Proof verification $\lim_{x \rightarrow 0}{\sin(\frac{\pi}{x})}$ does not exist.

Question

Prove that $\lim_{x \rightarrow 0}{\sin(\frac{\pi}{x})}$ does not exist. Usually textbooks prove this by using two sequences that converge to different limits. I'd like to know if the following reasoning is valid.

Proof: Notice that $\lim_{x \rightarrow 0}{\sin(\frac{\pi}{x})}$ = $\lim_{x \rightarrow 0}{\sin(\frac{\pi}{x})} \cdot \frac{\frac{\pi}{x}}{\frac{\pi}{x}} = \lim_{x \rightarrow 0}{\frac{\sin(\frac{\pi}{x})}{\frac{\pi}{x}}} \cdot \frac{\pi}{x}$.

From the fundametal trigonometric limit, we know that $\lim_{x \rightarrow 0}{\frac{\sin(\frac{\pi}{x})}{\frac{\pi}{x}}} = 1$.

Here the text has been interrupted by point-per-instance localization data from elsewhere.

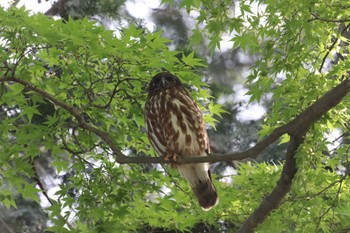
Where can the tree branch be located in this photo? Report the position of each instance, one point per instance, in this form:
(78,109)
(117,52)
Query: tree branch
(306,118)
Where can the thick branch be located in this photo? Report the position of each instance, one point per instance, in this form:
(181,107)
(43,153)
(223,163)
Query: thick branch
(302,121)
(274,199)
(301,125)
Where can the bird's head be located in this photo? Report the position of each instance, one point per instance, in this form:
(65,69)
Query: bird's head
(162,81)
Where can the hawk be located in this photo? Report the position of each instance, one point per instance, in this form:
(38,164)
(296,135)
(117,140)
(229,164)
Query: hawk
(175,128)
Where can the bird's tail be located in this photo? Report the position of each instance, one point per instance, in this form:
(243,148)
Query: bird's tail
(198,175)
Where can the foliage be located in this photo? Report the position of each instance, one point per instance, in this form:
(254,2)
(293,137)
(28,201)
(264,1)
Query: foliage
(105,76)
(87,68)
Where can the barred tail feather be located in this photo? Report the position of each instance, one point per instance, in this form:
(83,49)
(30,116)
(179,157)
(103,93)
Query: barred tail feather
(198,175)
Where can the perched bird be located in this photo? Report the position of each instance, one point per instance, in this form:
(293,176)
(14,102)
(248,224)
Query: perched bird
(175,128)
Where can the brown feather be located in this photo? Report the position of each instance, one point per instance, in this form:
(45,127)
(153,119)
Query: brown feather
(175,127)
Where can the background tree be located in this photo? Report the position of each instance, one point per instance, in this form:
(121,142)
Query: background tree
(74,92)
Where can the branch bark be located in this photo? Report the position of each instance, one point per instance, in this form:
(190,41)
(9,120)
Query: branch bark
(301,122)
(297,129)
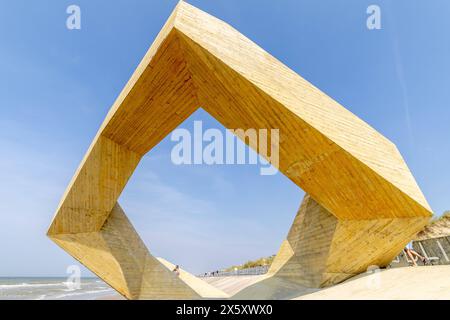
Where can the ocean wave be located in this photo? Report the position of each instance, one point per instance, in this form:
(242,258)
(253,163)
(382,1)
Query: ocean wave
(30,285)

Also, $\lim_{x \rightarrow 0^+}{\frac{\pi}{x}} = +\infty$ and $\lim_{x \rightarrow 0^-}{\frac{\pi}{x}} = -\infty$.

Hence, $\lim_{x \rightarrow 0^+}{\frac{\sin(\frac{\pi}{x})}{\frac{\pi}{x}}} \cdot \frac{\pi}{x} = +\infty$ and $\lim_{x \rightarrow 0^-}{\frac{\sin(\frac{\pi}{x})}{\frac{\pi}{x}}} \cdot \frac{\pi}{x} = -\infty$.

Therefore, $\lim_{x \rightarrow 0}{\frac{\sin(\frac{\pi}{x})}{\frac{\pi}{x}}} \cdot \frac{\pi}{x} = \lim_{x \rightarrow 0}{\sin(\frac{\pi}{x})}$ does not exist.

Answer 1

No, this is not correct. Since $x\mapsto\sin\left(\frac\pi x\right)$ is a bounded function, there is no way you can have $\lim_{x\to0^\pm}=\pm\infty$.

If $\lim_{x\to0}f(x)=0$, then, yes, $\lim_{x\to0}\frac{\sin(f(x))}{f(x)}=1$. But you don't have $\lim_{x\to0}\frac\pi x=0$.

Answer 2

$\lim_{ x \to 0}\frac{sin(\frac{\pi}{x})}{\frac{\pi}{x}} \neq 1$.

Look here for a explanation. In the way you have done, the limit for both cases $x \to 0^{+}$ and $x \to 0^{-}$ will be zero.

Answer 3

$$L=\lim_{x\to 0}~ \sin(\pi/x)$$ is a real, bounded in $[-1,1]$ but uncertain number. So the limit does not exist.